Preserving trees, tradition and livelihoods in Palestine.
This article is excerpted from Dr. Bronner’s 2017 All-One Report.
In 2004, I was returning to Palestine from the US to conduct anthropological research for my doctorate. As I traveled through the land—the Jenin, Nablus, and Ramallah areas of the West Bank—I noticed a number of uncultivated olive tree terraces. At the time of my visit, Israeli occupation forces had fragmented Palestinian areas into multiple regions, and most farmers were not able to reach marketins in local cities, much less international markets. Occupation forces were also cutting down our trees, and Israeli settlers were harassing Palestinian farmers in orchards near settlements and their access roads—an ongoing problem.
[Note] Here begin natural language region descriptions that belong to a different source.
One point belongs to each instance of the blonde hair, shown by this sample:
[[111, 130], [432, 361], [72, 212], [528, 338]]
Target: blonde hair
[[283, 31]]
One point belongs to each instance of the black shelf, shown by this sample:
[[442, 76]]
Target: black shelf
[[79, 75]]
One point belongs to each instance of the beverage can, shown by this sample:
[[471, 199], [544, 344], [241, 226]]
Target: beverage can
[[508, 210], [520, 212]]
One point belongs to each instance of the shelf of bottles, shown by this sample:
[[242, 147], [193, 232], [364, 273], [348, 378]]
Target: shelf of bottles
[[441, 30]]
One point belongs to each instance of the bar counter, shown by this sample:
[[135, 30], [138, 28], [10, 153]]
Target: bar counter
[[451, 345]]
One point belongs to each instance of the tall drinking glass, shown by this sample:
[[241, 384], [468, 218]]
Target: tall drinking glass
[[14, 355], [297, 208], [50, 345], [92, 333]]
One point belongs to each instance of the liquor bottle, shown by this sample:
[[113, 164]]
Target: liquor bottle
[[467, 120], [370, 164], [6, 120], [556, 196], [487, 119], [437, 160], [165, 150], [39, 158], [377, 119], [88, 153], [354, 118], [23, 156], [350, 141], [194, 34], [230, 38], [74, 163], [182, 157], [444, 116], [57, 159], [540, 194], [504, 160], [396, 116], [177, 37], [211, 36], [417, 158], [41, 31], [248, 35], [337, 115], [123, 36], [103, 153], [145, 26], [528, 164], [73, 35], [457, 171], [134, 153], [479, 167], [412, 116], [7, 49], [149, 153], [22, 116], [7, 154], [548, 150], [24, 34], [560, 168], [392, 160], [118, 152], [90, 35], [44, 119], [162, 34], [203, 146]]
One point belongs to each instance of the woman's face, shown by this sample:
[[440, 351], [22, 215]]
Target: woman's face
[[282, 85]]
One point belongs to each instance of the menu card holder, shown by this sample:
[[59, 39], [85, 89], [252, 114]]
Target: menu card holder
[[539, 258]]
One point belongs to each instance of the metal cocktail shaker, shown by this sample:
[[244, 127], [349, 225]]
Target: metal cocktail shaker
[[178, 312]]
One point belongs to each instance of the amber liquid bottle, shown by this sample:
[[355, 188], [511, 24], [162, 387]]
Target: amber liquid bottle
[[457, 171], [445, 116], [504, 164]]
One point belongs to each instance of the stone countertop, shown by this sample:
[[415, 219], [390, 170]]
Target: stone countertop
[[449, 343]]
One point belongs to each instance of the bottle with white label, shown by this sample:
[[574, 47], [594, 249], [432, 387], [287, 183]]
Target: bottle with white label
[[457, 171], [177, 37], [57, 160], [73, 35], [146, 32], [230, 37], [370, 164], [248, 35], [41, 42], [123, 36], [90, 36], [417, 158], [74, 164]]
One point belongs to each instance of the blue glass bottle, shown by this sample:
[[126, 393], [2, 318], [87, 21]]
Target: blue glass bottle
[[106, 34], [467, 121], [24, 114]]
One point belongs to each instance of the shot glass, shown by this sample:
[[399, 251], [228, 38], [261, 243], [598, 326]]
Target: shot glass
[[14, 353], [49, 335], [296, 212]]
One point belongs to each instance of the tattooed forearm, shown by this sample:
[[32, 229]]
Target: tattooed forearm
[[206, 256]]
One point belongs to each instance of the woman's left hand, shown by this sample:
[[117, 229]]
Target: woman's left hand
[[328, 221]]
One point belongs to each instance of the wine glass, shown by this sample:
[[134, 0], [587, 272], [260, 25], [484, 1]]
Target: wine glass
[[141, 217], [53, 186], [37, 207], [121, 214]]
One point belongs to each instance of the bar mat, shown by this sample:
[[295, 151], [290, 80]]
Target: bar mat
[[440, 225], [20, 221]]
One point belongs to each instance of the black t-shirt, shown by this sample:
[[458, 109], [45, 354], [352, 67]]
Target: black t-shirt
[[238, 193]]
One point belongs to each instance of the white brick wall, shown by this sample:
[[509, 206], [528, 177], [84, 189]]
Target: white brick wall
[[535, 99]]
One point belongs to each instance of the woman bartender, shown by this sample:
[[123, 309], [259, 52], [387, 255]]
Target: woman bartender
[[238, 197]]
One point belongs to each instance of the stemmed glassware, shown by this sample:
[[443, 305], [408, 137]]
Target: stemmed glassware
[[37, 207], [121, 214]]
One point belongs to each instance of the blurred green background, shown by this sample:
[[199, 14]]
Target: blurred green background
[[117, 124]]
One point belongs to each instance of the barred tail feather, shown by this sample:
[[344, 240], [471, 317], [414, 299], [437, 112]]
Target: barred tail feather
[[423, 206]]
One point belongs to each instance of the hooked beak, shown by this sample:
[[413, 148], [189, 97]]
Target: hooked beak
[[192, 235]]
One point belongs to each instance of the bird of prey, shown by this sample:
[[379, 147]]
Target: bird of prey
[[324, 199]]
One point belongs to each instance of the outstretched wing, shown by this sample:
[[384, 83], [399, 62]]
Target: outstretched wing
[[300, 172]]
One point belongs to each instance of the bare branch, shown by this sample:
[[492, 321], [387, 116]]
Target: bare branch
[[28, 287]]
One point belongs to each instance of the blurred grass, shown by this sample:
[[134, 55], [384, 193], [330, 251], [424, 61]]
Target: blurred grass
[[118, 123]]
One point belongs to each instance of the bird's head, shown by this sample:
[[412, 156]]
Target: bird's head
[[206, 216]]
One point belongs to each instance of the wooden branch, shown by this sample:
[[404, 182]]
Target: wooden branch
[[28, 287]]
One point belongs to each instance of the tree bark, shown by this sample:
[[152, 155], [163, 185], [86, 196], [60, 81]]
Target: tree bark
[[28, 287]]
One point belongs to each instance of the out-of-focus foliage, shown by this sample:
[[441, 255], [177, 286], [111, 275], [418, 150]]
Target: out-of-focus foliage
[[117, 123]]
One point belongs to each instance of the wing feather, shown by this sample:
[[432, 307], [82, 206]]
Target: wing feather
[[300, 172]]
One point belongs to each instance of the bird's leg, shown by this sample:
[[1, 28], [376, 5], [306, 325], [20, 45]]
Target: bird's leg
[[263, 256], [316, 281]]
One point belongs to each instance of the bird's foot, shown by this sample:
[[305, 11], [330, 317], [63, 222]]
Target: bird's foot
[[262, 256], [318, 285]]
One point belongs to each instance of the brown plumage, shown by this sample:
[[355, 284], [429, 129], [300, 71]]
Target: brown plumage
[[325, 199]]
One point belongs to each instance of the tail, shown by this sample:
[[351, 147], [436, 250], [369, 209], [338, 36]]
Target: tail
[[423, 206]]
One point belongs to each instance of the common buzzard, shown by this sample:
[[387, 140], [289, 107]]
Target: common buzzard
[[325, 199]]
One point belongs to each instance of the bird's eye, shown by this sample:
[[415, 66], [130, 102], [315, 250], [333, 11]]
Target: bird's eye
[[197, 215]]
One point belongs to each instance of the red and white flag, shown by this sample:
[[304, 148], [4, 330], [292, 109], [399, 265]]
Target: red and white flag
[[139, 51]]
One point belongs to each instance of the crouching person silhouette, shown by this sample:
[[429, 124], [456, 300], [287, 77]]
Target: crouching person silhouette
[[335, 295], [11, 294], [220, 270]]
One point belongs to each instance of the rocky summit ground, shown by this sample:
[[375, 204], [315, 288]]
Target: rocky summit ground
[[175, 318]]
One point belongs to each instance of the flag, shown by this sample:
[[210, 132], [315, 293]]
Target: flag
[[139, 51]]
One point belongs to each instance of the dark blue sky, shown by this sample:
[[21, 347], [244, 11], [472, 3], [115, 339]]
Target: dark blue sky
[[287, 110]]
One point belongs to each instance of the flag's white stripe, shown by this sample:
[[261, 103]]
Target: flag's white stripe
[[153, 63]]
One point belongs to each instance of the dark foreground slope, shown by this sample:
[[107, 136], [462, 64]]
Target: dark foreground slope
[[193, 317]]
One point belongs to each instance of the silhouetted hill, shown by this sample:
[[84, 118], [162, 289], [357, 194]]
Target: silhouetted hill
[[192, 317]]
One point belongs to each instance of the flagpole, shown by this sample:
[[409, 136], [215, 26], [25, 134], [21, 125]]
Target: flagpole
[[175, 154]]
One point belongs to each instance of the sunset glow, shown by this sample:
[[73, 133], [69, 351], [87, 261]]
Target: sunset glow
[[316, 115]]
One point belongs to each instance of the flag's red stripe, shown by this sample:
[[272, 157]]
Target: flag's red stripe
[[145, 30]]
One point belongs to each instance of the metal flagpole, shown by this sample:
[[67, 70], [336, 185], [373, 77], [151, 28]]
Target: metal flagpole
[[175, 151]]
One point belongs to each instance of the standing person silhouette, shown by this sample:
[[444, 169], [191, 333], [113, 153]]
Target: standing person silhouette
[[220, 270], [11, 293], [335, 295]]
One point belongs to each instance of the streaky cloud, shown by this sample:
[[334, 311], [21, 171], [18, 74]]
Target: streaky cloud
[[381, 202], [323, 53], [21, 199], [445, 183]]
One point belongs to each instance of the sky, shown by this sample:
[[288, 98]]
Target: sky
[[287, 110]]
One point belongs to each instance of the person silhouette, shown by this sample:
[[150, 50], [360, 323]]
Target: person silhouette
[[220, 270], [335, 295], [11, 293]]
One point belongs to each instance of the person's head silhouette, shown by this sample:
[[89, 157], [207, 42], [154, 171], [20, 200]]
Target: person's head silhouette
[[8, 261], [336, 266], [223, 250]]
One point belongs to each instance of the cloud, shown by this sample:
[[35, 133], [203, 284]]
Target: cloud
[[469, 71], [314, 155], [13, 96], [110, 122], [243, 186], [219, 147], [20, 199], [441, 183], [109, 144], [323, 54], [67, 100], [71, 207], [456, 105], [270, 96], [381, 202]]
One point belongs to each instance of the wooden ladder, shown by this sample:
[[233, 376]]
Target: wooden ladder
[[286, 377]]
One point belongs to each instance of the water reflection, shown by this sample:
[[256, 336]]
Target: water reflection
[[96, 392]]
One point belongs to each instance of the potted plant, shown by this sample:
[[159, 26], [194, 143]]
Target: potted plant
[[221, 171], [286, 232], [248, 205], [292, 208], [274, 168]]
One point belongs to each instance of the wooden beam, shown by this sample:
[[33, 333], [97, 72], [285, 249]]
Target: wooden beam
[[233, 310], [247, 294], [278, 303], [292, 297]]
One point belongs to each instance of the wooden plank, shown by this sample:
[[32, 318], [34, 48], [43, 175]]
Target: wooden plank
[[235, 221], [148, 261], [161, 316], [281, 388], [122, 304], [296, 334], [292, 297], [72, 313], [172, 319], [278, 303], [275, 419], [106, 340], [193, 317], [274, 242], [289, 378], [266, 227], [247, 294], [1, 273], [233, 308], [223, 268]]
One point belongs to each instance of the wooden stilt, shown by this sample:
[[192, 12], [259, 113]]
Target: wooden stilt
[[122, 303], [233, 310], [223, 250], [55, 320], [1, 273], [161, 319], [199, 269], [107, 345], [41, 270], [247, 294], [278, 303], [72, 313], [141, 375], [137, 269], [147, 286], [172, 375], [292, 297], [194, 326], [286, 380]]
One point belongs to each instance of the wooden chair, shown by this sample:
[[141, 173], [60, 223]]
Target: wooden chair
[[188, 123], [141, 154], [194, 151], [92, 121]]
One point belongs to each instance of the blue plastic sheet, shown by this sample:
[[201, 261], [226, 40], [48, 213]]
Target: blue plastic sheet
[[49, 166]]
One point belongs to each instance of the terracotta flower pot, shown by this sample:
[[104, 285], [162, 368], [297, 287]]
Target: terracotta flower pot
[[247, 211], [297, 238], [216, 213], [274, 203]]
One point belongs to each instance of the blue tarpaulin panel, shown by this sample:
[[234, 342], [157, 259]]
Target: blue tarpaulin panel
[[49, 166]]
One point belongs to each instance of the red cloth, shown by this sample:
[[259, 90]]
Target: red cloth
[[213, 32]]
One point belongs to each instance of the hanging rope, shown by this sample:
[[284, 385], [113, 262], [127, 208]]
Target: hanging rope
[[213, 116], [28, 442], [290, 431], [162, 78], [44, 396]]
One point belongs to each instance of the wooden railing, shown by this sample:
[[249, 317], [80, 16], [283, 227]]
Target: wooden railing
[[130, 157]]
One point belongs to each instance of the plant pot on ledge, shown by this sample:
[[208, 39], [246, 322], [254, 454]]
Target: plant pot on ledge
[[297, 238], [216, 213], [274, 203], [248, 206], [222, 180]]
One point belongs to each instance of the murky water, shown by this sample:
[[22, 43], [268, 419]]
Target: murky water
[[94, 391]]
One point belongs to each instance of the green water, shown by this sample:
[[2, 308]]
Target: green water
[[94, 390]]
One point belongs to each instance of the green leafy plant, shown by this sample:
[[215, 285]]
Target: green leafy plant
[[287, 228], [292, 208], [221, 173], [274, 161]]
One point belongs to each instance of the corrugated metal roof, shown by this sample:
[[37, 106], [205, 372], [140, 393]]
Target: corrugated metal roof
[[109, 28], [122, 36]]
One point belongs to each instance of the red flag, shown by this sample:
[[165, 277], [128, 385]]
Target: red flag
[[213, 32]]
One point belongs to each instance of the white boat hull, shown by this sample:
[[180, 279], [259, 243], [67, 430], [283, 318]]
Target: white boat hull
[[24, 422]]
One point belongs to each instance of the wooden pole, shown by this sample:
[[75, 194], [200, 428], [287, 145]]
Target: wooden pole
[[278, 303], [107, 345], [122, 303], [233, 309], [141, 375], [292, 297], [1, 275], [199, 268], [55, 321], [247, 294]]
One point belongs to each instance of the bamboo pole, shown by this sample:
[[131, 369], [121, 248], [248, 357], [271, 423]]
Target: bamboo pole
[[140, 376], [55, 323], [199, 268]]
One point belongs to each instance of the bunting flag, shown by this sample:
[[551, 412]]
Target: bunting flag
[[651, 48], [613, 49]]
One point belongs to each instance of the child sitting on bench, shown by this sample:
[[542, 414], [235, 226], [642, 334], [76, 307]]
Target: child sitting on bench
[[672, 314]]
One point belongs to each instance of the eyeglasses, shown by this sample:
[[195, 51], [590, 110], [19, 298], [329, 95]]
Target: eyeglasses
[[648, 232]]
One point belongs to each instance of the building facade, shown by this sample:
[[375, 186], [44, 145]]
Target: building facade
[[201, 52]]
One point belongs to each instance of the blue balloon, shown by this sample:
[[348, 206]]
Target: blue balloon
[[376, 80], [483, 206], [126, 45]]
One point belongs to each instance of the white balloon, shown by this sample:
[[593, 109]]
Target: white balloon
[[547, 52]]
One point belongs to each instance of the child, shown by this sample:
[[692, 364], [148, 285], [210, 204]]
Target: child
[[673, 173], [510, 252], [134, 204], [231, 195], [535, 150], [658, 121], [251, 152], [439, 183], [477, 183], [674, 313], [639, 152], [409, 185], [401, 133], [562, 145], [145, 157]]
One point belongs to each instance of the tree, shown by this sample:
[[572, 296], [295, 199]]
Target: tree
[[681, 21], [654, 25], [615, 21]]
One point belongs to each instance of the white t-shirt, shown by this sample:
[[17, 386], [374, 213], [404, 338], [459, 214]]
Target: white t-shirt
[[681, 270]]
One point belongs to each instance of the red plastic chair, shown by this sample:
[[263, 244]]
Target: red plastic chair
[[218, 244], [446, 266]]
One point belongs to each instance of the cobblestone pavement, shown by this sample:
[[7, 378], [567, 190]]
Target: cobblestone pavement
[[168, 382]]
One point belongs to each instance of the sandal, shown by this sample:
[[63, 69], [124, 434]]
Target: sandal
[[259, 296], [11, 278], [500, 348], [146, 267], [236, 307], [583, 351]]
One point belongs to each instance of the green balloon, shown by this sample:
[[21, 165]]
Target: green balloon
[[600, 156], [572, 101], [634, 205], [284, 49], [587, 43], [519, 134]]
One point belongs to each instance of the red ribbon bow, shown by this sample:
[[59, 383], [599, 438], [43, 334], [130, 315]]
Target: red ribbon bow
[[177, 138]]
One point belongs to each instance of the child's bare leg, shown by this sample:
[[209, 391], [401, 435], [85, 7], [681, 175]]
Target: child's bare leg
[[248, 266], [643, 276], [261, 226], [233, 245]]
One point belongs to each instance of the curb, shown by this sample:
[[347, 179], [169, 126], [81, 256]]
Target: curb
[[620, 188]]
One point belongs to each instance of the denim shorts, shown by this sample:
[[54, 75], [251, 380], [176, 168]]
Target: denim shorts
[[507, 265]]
Meanwhile, olive oil prices plummeted to below $2 per kg, making it no longer feasible for farmers to sustain tending them.
Olive trees are the most important crop for Palestinians’ food security and cultural representation. They are the symbol of our identity. The trees connect us to our land, our history, and to past generations. They also link us to future generations, to our children and grandchildren. Our foods as well as our social and cultural traditions have grown out of our relationship to the land. If these trees and traditions are compromised, so too are we as a community, as a people.
To create an environment in which the olive crop could be saved, I turned to fair trade, building and networking village-based cooperatives to establish the Palestine Fair Trade Association. I then founded Canaan Fair Trade with a mission of sustaining the livelihoods and ecosystem of Palestinian rural communities. In 2005, we started exporting to Canada, the UK, and the US, selling our olive oil through fair trade shops and community organizations.
A year later David Bronner called to ask about our fair trade olive oil. Dr. Bronner’s understood our social mission and the challenges that surround our farmers’ production, and extended helping hands in overcoming and navigating these challenges. They first helped us achieve fair trade and organic certifications, which gave us a great deal of recognition in the marketplace and translated into sales and more market venues open to our farmers. Our partnership with Dr. Bronner’s made our new project a significant force in Palestine’s olive oil sector.
While market olive oil prices were at 8 Israeli shekels (ILS; 1 $US=3.793 ILS) in 2004, in 2005 we paid farmers what we calculated to be the minimum sustainable prices of 16 ILS/kg. With Dr. Bronner’s request for 60 tons from the 2006 harvest, we raised farmers’ payment to 20 ILS/kg. Between 2006 and 2016 Dr. Bronner’s order grew from 60 to 420 tons, and local market olive oil prices have not dropped below sustainable levels since.
Though Dr. Bronner’s sources our olive oil for their organic and fair trade soaps, they also helped to nurture one of our most precious food sources, and save one of the longest-giving regenerative ecosystems and farming traditions in the world. And together we gave the world a window through which to see Palestinians as custodians of these sustainable farming traditions—an inspiring journey that has injected life and regenerated hope throughout Palestine’s farming community.